Il Foglio-" Teppisti intellettuali contro Israele "


Zygmunt Bauman

Il vandalismo antisraeliano ha un volto comune di protesta. E’ quello mostrato da una trentina di attivisti che hanno interrotto per due volte un concerto della Filarmonica di Israele, sotto la direzione di Zubin Mehta, tenuto giovedì alla Royal Albert Hall di Londra. L’emittente Bbc, che trasmetteva la serata sul terzo canale radiofonico, durante le proteste ha sospeso la diretta scusandosi con gli ascoltatori.
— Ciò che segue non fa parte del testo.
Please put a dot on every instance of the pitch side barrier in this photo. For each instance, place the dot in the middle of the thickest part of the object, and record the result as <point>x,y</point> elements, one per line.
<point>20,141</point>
Poi c’è un altro teppismo, più grave, sottile, perfido. E’ quello intellettuale sfoggiato dal sociologo Zygmunt Bauman, il filosofo della “modernità liquida”, la star delle chattering classes italiane, “uno dei più grandi pensatori viventi”. In un’intervista a un settimanale polacco, Politika, Bauman ha detto che “Israele sta traendo vantaggio dall’Olocausto per legittimare azioni inconcepibili” e che il fence anti terrorismo eretto da Gerusalemme per difendere i propri cittadini è come il Ghetto di Varsavia. Non si tratta di una boutade, ma di una idea che da anni circola nei quadri dell’intellighenzia europea. Nel 1982 fu il premier socialista della Grecia, Andreas Papandreou, a paragonare Israele ai nazisti. Poi venne Norbert Blum, ministro tedesco del Lavoro, un cristiano-democratico, che accusò Israele di operare sui palestinesi una “Vernichtungskrieg”, l’espressione nazista per la guerra di sterminio. La disse il Nobel José Saramago, quando paragonò Ramallah ad Auschwitz. Fino al giornale norvegese Dagbladet, che durante la guerra del Libano nel 2006 fece la caricatura del premier israeliano Ehud Olmert come il maggiore delle SS Amon Goeth, quello di “Schindler’s List” di Spielberg. Ora il famoso sociologo Zygmunt Bauman paragona una barriera provvisoria che ha fermato i kamikaze e che ha consentito di riavviare i colloqui negoziali al ghetto in cui 400mila ebrei polacchi furono rinchiusi prima di essere sterminati nelle camere a gas di Treblinka. Bauman non fa dell’umanitarismo, sta dicendo: Israele merita di fare la fine dei nazisti. La questione dell’assedio esistenziale allo stato ebraico sta diventando davvero il discrimine morale attraverso cui giudicare la salute o la perversione intellettuale dei nostri maître à penser e delle classi dirigenti occidentali.